Since its start two years ago, Columbia’s annual publication celebration has become essential to the faculty who participate.
Members of the full- and part-time faculty and their families and friends met Feb. 28 at 600 S. Michigan Ave. to recognize the written work of faculty collegewide.
More than 60 staff members submitted work for the event, which was organized by the Office of Research and Development. The works were displayed on at least seven tables in hardback, paperback and iPad format and ranged from articles on fact checking to books on typography.
“We’re sharing our life’s work,” said Re’Lynn Hansen, an associate professor in the English and Creative Writing Department. “Not just professionally because these are the disciplines we teach in class, but because it’s our life’s work.”
Hilary Sarat-St. Peter, an assistant professor in the English and Creative Writing Department, wrote an article for Technical Communication Quarterly titled “’Make a Bomb in the Kitchen of Your Mom’: Jihadist Tactical Technical Communication and the Everyday Practice of Cooking.”
“I noticed that terrorists were publishing a lot of technical communication,” Sarat-St. Peter said. “My field is technical communication, so a lot of the scholarship in my field is about people trying to do good things through technical communication, and I thought it would be nice to study how people do bad things with it too.”
Three tables highlighted the works of Tony Del Valle, Samuel Park and John Schultz, three recently deceased faculty members. A series of tributes commemorated their work.
Hansen spoke of Del Valle, recalling the times shared at workshops and their shared experiences with cancer.
“Sometimes you pierce through the colleague barrier into the friendship barrier. I would say that happened with Tony especially because we shared the experience of having cancer,” Hansen said. “Tony was a vibrant person. He was a musician. He was a good talker and a good writer. I just hoped to express that in my tribute to him.”
Jeanne Petrolle, an associate professor in the English and Creative Writing Department, shared memories of Park, recalling the success Park had with his second novel, “This Burns My Heart,” published in July 2011.
His first novel, “Shakespeare’s Sonnets,” published in December 2006, had “something to love” because it showed his promise as an author, which was fulfilled in his later works, Petrolle said.
The celebration’s program also included reflections on the three faculty members.
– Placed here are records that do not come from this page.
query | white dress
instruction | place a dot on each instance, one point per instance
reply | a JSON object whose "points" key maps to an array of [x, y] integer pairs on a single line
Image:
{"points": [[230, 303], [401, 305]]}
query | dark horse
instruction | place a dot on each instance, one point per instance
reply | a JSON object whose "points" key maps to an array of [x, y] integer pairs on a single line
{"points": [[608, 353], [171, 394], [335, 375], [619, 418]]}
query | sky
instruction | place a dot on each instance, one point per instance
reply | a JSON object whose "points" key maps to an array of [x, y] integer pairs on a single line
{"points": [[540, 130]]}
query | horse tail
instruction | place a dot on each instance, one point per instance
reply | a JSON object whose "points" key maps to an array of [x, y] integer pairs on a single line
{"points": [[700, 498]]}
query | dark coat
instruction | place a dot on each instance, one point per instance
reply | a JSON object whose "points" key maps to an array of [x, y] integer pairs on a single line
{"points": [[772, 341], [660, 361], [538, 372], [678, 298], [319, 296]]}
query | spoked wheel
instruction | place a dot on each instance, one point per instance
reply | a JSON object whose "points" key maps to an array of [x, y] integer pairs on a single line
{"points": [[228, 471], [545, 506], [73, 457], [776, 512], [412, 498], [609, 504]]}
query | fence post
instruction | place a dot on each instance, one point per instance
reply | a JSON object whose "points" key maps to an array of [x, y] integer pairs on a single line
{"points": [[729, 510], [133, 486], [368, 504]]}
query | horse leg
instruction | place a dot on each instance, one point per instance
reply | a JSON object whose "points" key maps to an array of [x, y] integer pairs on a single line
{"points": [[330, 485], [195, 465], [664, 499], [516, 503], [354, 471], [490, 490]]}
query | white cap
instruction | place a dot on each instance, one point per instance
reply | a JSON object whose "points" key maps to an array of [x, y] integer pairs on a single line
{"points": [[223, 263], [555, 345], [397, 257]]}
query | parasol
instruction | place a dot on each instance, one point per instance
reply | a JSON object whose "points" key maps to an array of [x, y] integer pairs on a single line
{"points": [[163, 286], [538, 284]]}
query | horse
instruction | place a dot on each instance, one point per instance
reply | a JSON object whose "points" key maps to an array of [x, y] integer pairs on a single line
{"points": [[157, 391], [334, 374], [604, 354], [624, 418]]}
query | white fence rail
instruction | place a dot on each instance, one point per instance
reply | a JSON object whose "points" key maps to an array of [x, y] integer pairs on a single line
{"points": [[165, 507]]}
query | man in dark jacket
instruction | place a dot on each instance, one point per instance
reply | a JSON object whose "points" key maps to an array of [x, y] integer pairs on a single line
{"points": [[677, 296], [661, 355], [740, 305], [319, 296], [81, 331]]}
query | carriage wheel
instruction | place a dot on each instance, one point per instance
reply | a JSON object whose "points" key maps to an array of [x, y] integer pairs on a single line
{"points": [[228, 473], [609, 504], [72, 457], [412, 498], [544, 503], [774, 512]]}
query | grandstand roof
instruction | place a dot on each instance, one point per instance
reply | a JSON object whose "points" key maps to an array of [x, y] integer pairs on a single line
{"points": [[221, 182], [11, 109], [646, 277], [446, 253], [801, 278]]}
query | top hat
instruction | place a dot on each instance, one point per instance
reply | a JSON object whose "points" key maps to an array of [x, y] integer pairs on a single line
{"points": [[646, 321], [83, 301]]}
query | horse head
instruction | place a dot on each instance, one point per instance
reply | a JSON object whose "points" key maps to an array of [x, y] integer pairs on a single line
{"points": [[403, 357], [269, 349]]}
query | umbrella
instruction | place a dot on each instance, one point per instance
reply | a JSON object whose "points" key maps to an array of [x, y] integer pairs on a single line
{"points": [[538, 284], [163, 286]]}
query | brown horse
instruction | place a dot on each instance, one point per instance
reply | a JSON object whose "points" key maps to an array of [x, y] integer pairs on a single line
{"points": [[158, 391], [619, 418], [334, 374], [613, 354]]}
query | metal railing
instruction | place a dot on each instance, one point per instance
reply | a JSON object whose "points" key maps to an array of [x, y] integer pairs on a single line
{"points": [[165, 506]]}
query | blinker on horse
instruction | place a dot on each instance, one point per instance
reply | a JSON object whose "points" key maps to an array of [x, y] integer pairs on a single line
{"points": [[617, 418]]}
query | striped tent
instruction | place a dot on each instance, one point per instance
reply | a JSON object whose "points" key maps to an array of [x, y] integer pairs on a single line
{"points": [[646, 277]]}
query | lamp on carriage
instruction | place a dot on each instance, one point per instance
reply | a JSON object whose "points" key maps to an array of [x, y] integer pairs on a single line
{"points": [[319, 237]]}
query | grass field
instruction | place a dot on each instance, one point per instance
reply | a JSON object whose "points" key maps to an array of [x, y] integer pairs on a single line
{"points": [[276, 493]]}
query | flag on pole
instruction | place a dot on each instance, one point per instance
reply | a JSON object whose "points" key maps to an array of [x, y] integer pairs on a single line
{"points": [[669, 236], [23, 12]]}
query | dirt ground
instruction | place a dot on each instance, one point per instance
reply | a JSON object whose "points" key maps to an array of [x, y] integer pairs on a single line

Randy Albers, an adjunct professor in the English and Creative Writing Department, noted Schultz’ impact and how he went to the streets to find stories.
The purpose of the memoriam was to keep the faculty members in the hearts and minds of their colleagues, said Ames Hawkins, associate vice president of Faculty Research and Development.
“It’s important to acknowledge when people retire or pass on that they were a part of this community,” Hawkins said. “Sometimes we get caught up in our day to day and we forget that we are a part of a larger community that expands over a long period of time. And this way we can remember that these people were with us for years.”